]> git.ipfire.org Git - thirdparty/zstd.git/commitdiff
Optimize ZSTD_decodeSequence by another x%
authorDanila Kutenin <kutdanila@yandex.ru>
Sat, 29 May 2021 17:21:10 +0000 (18:21 +0100)
committerDanila Kutenin <kutdanila@yandex.ru>
Sat, 29 May 2021 17:21:10 +0000 (18:21 +0100)
lib/common/bitstream.h
lib/decompress/zstd_decompress_block.c

index 2e5a933ad3dd15349b2ae114e5fc5757e0923543..1a494ee8567208755f9c1724cbe2ca1d1346946f 100644 (file)
@@ -332,7 +332,17 @@ MEM_STATIC FORCE_INLINE_ATTR size_t BIT_getMiddleBits(size_t bitContainer, U32 c
     U32 const regMask = sizeof(bitContainer)*8 - 1;
     /* if start > regMask, bitstream is corrupted, and result is undefined */
     assert(nbBits < BIT_MASK_SIZE);
+    /* x86 transform & ((1 << nbBits) - 1) to bzhi instruction, it is better
+     * than accessing memory. When bmi2 instruction is not present, we consider
+     * such cpus old (pre-Haswell, 2013) and their performance is not of that
+     * importance.
+     */
+#if defined(__x86_64__) || defined(_M_X86)
+    U64 const one = 1;
+    return (bitContainer >> (start & regMask)) & ((one << nbBits) - 1);
+#else
     return (bitContainer >> (start & regMask)) & BIT_mask[nbBits];
+#endif
 }
 
 MEM_STATIC FORCE_INLINE_ATTR size_t BIT_getLowerBits(size_t bitContainer, U32 const nbBits)
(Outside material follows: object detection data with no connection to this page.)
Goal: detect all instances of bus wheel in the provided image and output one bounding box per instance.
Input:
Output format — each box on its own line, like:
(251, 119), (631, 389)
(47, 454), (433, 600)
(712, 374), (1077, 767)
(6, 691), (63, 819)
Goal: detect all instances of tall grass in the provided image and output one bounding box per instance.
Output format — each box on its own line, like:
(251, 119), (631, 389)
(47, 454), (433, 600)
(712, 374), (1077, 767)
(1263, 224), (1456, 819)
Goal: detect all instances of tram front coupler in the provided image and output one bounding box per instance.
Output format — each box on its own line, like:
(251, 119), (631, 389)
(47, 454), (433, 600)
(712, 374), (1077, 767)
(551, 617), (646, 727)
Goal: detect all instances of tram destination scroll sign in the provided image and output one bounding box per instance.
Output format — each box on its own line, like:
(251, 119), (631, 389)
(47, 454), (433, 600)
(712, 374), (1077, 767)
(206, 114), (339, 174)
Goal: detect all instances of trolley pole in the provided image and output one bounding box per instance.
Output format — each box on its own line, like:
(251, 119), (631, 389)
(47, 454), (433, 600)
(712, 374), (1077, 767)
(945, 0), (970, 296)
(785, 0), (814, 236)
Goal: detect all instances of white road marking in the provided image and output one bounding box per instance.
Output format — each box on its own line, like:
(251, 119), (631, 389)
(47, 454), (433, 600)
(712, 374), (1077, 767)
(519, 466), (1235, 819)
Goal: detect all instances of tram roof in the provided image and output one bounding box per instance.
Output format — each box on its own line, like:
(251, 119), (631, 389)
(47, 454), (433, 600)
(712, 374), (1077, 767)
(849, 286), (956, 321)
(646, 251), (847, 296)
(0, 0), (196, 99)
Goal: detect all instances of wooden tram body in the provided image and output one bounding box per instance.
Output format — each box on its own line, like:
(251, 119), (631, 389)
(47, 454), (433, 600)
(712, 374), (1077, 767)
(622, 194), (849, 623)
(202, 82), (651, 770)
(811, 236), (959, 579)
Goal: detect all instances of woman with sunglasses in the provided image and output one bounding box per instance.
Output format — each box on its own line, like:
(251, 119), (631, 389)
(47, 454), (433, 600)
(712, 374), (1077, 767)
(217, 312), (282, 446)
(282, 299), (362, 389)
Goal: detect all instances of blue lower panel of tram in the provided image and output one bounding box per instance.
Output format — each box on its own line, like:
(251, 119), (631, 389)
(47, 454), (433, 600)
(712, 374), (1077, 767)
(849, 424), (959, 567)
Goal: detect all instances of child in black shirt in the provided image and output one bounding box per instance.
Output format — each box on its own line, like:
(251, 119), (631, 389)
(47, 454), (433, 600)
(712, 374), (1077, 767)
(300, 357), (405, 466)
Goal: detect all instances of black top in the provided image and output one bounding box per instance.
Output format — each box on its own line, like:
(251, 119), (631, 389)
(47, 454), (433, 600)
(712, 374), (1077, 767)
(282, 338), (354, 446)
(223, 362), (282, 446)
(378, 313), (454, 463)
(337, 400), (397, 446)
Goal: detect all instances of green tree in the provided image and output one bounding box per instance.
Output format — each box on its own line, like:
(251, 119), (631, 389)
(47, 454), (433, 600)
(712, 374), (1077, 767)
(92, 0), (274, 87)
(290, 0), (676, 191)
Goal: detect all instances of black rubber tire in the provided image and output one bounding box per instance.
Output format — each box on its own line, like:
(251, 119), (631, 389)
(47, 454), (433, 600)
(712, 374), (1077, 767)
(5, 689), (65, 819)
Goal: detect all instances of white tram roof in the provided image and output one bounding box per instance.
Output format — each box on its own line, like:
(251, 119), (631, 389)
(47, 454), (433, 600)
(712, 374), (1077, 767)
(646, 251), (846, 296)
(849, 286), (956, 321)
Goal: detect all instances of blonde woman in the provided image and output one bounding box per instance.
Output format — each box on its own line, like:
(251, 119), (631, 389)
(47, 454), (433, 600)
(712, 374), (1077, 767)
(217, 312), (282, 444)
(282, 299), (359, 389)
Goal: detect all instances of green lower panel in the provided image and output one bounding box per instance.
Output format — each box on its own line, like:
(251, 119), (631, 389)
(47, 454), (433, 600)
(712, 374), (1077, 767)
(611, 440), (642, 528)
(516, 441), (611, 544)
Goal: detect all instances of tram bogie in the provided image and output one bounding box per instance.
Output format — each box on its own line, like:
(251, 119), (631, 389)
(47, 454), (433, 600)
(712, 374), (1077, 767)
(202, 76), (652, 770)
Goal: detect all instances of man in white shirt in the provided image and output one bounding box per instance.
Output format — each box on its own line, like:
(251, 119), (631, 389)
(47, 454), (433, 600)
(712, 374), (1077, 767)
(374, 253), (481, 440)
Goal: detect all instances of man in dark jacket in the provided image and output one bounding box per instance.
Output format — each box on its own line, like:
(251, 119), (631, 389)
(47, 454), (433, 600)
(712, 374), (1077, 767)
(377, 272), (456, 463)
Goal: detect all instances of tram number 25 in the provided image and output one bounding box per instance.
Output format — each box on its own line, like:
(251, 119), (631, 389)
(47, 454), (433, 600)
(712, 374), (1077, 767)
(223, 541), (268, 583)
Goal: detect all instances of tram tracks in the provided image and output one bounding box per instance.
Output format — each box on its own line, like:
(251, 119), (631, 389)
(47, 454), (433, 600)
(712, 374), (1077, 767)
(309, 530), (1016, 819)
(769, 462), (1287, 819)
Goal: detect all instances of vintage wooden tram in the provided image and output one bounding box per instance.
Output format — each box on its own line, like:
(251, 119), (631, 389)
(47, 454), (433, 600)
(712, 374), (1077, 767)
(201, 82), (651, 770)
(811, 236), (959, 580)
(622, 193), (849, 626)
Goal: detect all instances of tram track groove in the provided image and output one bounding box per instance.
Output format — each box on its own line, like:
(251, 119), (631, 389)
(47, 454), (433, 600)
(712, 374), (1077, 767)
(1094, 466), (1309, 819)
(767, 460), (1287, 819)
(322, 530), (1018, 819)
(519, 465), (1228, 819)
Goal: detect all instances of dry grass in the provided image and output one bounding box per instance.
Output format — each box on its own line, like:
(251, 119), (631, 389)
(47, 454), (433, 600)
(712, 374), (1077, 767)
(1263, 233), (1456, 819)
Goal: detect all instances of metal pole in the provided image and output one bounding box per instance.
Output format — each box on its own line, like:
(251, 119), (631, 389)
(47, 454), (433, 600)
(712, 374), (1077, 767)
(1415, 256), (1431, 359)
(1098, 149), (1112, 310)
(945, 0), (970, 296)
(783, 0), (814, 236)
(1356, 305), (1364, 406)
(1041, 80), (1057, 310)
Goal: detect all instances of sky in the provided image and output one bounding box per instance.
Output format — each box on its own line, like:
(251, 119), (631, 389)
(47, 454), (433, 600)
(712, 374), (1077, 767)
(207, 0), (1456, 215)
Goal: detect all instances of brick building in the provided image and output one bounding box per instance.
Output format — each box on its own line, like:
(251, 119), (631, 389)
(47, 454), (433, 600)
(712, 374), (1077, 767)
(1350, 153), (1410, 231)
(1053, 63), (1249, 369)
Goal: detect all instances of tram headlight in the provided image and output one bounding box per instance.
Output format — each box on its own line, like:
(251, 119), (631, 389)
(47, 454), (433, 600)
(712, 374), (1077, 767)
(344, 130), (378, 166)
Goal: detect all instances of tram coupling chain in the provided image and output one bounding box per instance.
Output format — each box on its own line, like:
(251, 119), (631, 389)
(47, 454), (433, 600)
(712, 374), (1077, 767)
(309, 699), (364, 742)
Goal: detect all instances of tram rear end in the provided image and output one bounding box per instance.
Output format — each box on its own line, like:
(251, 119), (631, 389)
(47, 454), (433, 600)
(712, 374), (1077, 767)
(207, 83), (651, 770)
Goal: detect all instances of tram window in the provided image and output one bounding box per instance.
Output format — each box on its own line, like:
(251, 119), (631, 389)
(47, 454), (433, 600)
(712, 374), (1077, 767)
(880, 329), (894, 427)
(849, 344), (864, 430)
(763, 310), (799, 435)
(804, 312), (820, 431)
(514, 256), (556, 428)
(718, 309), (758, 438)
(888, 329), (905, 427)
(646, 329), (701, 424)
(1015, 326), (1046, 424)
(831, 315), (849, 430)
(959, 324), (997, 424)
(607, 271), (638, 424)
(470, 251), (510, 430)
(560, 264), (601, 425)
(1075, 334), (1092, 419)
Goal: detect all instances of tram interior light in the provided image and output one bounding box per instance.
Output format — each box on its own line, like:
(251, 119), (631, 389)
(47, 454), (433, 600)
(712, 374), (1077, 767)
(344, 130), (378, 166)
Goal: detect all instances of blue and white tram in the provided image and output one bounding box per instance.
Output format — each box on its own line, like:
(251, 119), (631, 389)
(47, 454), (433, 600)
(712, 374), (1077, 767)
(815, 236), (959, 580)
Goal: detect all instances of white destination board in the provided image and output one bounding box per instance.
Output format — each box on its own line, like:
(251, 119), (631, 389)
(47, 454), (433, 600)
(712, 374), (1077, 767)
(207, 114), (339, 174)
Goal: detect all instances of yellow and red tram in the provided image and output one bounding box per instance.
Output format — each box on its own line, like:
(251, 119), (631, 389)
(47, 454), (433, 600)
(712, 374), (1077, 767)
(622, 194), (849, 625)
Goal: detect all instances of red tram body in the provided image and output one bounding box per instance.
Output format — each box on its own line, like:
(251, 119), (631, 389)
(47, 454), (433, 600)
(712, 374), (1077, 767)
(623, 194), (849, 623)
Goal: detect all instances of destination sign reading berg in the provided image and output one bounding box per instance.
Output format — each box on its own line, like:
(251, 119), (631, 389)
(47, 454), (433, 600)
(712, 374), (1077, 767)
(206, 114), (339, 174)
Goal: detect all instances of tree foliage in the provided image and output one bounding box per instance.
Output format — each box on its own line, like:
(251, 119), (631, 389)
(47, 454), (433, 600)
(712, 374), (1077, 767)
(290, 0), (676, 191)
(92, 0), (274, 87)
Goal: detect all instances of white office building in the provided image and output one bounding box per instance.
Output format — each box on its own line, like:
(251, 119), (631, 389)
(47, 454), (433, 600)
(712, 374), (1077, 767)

index 349dcdc333627adea2549a2c0e3697fb6bcb1fc3..6c40be4163e76b2d0087b3d6441161071fc80eeb 100644 (file)
@@ -905,20 +905,10 @@ ZSTD_initFseState(ZSTD_fseState* DStatePtr, BIT_DStream_t* bitD, const ZSTD_seqS
 }
 
 FORCE_INLINE_TEMPLATE void
-ZSTD_updateFseState(ZSTD_fseState* DStatePtr, BIT_DStream_t* bitD)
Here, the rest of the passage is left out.